With regard to this aspect, implementations of the disclosure may include one or more of the following optional features. In some implementations, the known intents are a subset of a plurality of known intents stored in a training dataset, where the training dataset includes a plurality of utterance-intent pairs of a particular domain. In some implementations, the few-shot example is selected from a few-shot pool that includes a subset of a training dataset, where the training dataset includes a plurality of utterance-intent pairs of a particular domain. In some implementations, the updated list of known intents are to be inserted into the prompt. In some implementations, a server in a call center is to obtain the updated list of known intents and is to generate a response to a caller based on the updated list of known intents and an utterance of the caller.
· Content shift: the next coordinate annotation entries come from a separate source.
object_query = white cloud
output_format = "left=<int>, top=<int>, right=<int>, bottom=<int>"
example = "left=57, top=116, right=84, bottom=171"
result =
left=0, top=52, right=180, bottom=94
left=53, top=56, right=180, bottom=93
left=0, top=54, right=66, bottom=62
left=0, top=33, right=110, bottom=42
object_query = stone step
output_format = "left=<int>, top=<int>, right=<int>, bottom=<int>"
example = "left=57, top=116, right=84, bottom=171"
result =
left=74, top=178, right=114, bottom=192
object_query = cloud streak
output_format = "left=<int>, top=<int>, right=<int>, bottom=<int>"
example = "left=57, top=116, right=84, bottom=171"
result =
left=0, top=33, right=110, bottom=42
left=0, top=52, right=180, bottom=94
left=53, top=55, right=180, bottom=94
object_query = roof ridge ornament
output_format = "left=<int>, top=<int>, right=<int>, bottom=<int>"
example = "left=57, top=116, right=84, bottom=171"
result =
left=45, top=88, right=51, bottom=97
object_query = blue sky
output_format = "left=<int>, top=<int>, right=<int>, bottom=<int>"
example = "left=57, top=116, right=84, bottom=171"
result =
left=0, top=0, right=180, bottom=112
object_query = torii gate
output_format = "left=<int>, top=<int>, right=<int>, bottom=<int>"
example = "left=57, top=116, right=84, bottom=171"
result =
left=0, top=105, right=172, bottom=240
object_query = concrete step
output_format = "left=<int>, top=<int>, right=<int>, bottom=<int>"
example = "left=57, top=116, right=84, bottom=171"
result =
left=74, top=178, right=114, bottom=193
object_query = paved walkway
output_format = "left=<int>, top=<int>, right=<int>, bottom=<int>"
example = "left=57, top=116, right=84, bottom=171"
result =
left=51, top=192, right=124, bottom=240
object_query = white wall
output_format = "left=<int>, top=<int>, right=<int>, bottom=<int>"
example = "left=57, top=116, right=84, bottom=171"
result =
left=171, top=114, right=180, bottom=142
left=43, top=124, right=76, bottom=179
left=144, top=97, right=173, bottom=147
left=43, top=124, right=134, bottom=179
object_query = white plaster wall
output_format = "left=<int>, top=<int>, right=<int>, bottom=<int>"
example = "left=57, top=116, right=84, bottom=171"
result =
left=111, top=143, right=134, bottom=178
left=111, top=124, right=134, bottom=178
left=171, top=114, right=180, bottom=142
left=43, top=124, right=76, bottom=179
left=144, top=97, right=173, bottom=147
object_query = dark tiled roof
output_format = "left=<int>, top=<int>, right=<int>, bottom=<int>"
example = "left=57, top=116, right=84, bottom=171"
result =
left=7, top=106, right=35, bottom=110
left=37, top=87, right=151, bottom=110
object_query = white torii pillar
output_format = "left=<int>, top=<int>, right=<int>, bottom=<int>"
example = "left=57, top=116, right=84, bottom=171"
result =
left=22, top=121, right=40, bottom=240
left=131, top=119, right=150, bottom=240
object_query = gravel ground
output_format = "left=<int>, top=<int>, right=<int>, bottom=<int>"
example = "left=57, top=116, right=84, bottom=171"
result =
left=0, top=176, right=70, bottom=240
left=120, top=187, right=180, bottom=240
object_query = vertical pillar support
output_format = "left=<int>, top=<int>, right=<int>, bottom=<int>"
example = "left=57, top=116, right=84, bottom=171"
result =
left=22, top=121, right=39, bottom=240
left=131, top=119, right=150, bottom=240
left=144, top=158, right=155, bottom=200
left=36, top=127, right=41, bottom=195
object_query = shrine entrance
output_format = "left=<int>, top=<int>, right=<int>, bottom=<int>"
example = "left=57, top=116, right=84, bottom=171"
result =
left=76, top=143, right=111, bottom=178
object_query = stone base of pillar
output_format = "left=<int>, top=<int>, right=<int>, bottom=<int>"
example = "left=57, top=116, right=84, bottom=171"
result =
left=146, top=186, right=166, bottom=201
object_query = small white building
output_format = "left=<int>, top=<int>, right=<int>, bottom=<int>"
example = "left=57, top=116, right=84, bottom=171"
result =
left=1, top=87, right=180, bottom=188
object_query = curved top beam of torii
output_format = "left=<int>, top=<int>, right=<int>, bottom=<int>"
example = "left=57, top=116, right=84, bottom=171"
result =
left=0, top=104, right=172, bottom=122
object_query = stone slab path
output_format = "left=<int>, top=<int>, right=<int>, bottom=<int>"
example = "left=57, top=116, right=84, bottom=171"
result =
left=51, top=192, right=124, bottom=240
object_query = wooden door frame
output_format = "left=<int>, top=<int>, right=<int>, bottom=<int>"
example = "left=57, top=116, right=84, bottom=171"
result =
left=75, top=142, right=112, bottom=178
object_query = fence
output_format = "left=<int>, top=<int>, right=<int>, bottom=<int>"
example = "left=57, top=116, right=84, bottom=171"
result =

The various embodiments further can be implemented in a wide variety of operating environments, which in some cases can include one or more user computers, computing devices or processing devices that can be used to operate any of a number of applications. In some implementations, user or client devices include any of a number of computers, such as desktop, laptop or tablet computers running a standard operating system, as well as cellular (mobile), wireless and handheld devices running mobile software and capable of supporting a number of networking and messaging protocols, and such a system also includes a number of workstations running any of a variety of commercially available operating systems and other known applications for purposes such as development and database management. In some implementations, these devices also include other electronic devices, such as dummy terminals, thin-clients, gaming systems and other devices capable of communicating via a network, and virtual devices such as virtual machines, hypervisors, software containers utilizing operating-system level virtualization and other virtual devices or non-virtual devices supporting virtualization capable of communicating via a network.

In some implementations, a system utilizes at least one network that would be familiar to those skilled in the art for supporting communications using any of a variety of commercially available protocols, such as Transmission Control Protocol/Internet Protocol (“TCP/IP”), User Datagram Protocol (“UDP”), protocols operating in various layers of the Open System Interconnection (“OSI”) model, File Transfer Protocol (“FTP”), Universal Plug and Play (“UpnP”), Network File System (“NFS”), Common Internet File System (“CIFS”) and other protocols. The network, in an embodiment, is a local area network, a wide-area network, a virtual private network, the Internet, an intranet, an extranet, a public switched telephone network, an infrared network, a wireless network, a satellite network, and any combination thereof. In some implementations, a connection-oriented protocol is used to communicate between network endpoints such that the connection-oriented protocol (sometimes called a connection-based protocol) is capable of transmitting data in an ordered stream. In some implementations, a connection-oriented protocol can be reliable or unreliable. For example, the TCP protocol is a reliable connection-oriented protocol. Asynchronous Transfer Mode (“ATM”) and Frame Relay are unreliable connection-oriented protocols. Connection-oriented protocols are in contrast to packet-oriented protocols such as UDP that transmit packets without a guaranteed ordering.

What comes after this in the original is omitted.